What are Sungrazing Comets?

1 min read
What are Sungrazing Comets? Blog Image


A tiny "sungrazer" comet was discovered, photographed and destroyed during the recent total solar eclipse.

About Sungrazing Comets

  • Sungrazing comets are a special class of comets that come very close to the sun at their nearest approach, a point called perihelion.
  • To be considered a sungrazer, a comet needs to get within about 850,000 miles from the sun at perihelion. 
  • Many come even closer, even to within a few thousand miles.
  • Being so close to the sun is very hard on comets for many reasons. 
    • They are subjected to a lot of solar radiation, which boils off their water or other volatiles.
    • The physical push of the radiation and the solar wind also helps form the tails.
    • As they get closer to the sun, the comets experience extremely strong tidal forces, or gravitational stress.
    • In this hostile environment, many sungrazers do not survive their trip around the sun.
    • Although they don't actually crash into the solar surface, the sun is able to destroy them.
    • Most usually evaporate in the hot solar atmosphere.
  • Orbit: Most of the sungrazing comets observed follow a similar orbit, called the Kreutz Path, a single orbit that takes 800 years to complete.
  • They collectively belong to a population called the Kreutz Group.
  • These Kreutz comets are fragments from a single large comet that was shattered thousands of years ago.
  • The far end of the Kreutz path lies 160 times farther from the sun than the orbit of Earth.

What is a Comet?

  • Comets are frozen leftovers from the formation of the solar system, composed of dust, rock, and ice.
  • They orbit the sun in highly elliptical orbits that can take hundreds of thousands of years to complete.
  • They range from a few miles to tens of miles wide, but as they orbit closer to the Sun, they heat up and spew gases and dust into a glowing head that can be larger than a planet.
  • The dust and gases form a tail that stretches away from the Sun for millions of miles. 

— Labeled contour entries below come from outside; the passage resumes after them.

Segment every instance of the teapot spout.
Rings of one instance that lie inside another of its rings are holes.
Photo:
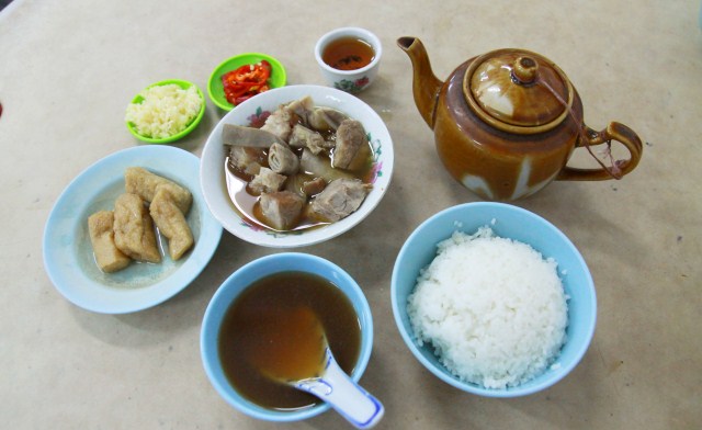
[[[427,49],[419,38],[400,37],[397,39],[397,45],[409,56],[412,63],[415,104],[417,104],[421,117],[433,129],[439,91],[443,86],[443,81],[437,78],[431,70]]]

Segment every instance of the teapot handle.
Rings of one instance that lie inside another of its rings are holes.
[[[600,169],[578,169],[566,166],[563,168],[563,170],[561,170],[561,172],[556,177],[556,180],[603,181],[612,178],[620,179],[621,177],[634,170],[636,165],[638,165],[643,151],[643,145],[634,131],[632,131],[624,124],[620,124],[616,122],[610,123],[610,125],[608,125],[607,128],[601,132],[596,132],[595,129],[587,126],[585,128],[585,136],[578,139],[578,148],[584,146],[596,146],[608,143],[610,140],[616,140],[620,144],[624,145],[629,150],[629,160],[616,161],[616,168],[619,168],[619,173],[616,176],[613,174],[610,169],[604,168],[603,165]],[[585,138],[587,138],[587,143],[584,142]]]

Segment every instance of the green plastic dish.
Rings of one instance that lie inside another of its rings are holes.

· According to NASA, as of January 2023, the current number of known comets is 3,743. Though billions more are thought to be orbiting the sun beyond Neptune in the Kuiper Belt and the distant Oort cloud far beyond Pluto.

Q1: What is a total solar eclipse?

A total solar eclipse is a condition when the Moon passes between the Sun and the Earth and completely blocks the Sun's disk, casting a huge shadow on the surface. People viewing the eclipse from locations where the Moon’s shadow completely covers the Sun–known as the path of totality–will experience a total solar eclipse. As per NASA, during this timeframe, the sky will darken, resembling the onset of dawn or dusk.